Over the past couple years, Business Email Compromise (BEC) attacks have wreaked havoc on businesses from all industries and of all sizes around the world. One of the most notable examples being the Bangladesh Bank heist. As cybercriminals evolve however, they are starting to advance these tactics to create a new, more nefarious type of attack. This webinar will describe this new attack method, Business Process Compromise (BPC), and explain how cybercriminals’ understanding of how organisations process financial transactions is being used to increase their payout. While a BEC attack might yield a hundred thousand pounds by luring an innocent employee to transfer money to a criminal’s account, hacking directly into a financial transaction system could result in far greater financial windfalls for criminals.

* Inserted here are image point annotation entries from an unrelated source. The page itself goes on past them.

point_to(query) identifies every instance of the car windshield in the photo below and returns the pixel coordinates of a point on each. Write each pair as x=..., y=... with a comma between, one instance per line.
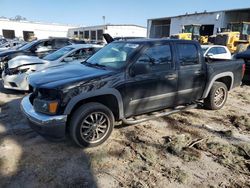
x=58, y=54
x=114, y=55
x=27, y=46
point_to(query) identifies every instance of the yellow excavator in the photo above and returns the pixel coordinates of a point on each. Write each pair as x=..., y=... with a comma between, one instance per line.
x=236, y=37
x=189, y=32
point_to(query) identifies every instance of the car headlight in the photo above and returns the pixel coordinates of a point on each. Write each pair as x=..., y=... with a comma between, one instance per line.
x=45, y=106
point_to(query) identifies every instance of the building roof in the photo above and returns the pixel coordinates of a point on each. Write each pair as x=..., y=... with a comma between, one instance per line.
x=199, y=13
x=105, y=25
x=36, y=22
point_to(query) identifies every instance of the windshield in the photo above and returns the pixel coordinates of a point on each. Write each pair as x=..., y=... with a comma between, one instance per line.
x=194, y=29
x=114, y=55
x=58, y=54
x=27, y=46
x=246, y=29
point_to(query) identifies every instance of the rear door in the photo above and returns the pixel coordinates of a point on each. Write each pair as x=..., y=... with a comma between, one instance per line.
x=156, y=89
x=191, y=74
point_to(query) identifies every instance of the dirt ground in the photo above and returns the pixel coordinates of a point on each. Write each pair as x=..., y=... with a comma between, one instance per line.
x=196, y=148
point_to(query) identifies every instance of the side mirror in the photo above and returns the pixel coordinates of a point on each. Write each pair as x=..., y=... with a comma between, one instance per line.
x=139, y=68
x=210, y=55
x=68, y=59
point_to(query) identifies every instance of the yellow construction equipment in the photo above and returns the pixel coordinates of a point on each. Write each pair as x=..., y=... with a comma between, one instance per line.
x=236, y=37
x=189, y=32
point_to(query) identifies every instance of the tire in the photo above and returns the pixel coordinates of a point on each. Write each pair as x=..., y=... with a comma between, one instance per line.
x=220, y=91
x=91, y=124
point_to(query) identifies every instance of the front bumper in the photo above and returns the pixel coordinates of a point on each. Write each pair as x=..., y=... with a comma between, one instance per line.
x=16, y=82
x=52, y=127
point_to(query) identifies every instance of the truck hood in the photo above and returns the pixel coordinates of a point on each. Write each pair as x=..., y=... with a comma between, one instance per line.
x=25, y=60
x=64, y=75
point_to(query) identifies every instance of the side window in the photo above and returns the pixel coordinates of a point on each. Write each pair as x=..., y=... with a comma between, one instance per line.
x=158, y=57
x=212, y=51
x=188, y=54
x=43, y=46
x=82, y=53
x=221, y=50
x=61, y=43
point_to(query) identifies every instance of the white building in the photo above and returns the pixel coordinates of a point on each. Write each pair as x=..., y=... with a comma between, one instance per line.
x=94, y=33
x=22, y=29
x=210, y=22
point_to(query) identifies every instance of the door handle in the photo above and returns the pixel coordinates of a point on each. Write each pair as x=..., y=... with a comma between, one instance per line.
x=171, y=76
x=198, y=72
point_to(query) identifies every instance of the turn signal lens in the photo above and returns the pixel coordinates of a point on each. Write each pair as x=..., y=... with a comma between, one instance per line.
x=53, y=107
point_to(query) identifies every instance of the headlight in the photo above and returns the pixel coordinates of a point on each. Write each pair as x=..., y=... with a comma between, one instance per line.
x=15, y=71
x=44, y=106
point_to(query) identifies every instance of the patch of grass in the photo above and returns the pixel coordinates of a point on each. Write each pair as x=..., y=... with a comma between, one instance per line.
x=245, y=97
x=178, y=145
x=2, y=103
x=242, y=122
x=175, y=174
x=230, y=156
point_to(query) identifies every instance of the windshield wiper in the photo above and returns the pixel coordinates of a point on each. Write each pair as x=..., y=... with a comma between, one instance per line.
x=93, y=64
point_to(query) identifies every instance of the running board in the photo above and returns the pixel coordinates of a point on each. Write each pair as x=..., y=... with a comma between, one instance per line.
x=135, y=121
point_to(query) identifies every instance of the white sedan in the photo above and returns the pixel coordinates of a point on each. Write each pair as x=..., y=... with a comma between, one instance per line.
x=15, y=76
x=216, y=52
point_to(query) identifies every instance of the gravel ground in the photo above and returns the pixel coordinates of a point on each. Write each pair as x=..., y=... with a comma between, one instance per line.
x=195, y=148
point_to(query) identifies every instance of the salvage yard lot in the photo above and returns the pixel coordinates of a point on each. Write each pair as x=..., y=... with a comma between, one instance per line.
x=195, y=148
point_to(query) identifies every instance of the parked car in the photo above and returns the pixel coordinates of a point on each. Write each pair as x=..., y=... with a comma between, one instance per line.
x=246, y=57
x=12, y=44
x=15, y=75
x=216, y=52
x=38, y=48
x=122, y=80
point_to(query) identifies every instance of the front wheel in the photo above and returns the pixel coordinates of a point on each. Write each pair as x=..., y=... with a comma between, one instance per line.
x=217, y=96
x=91, y=124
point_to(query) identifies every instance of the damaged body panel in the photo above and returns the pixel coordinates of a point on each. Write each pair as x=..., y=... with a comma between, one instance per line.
x=15, y=75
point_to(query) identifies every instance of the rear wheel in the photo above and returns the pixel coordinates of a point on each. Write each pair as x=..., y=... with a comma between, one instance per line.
x=217, y=96
x=91, y=124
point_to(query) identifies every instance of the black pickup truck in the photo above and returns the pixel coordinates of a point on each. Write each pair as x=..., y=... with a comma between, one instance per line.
x=123, y=80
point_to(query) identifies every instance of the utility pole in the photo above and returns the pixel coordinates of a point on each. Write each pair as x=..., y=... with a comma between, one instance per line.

Join this webinar to hear several real-world examples highlighting how BPC works and specific steps that your organisation can take to recognise and defend against Business Process Compromise. The speakers will demonstrate how security technologies like application control can lock down access to mission-critical terminals while endpoint protection detects malicious lateral movement.
Presented by
Morton Swimmer,
Senior Threat Researcher, Trend Micro Forward Looking Threat Research (FTR)
Dr Morton Swimmer is a founding member of the digital community CARO.org and a researcher in the field of Malware and security since 1988. He is also the Technical Editor at Virus Bulletin. Over the years, he has worked in academia as well as industry working for IBM Research, S&S International (now Intel), Intel Security and currently Trend Micro. In his role at Trend Micro as Senior Threat Researcher is he responsible for research on dark markets, hacker groups, as well as in-depth analysis of malware and supporting law enforcement.
Tiernan Connolly,
Senior Manager, EY Cyber Threat Management
Tiernan Connolly is a senior manager in EY’s Cyber Threat Management practice with over 12 years’ experience in the financial and consulting sectors.
He has a broad and deep knowledge of the domestic and international dimensions of cyber security, threat intelligence, strategy, risk and governance, and has played a lead role in developing industry intelligence-sharing initiatives and frameworks.
In his role at EY, he designs and delivers industry-leading security solutions through integrated managed and bespoke security services.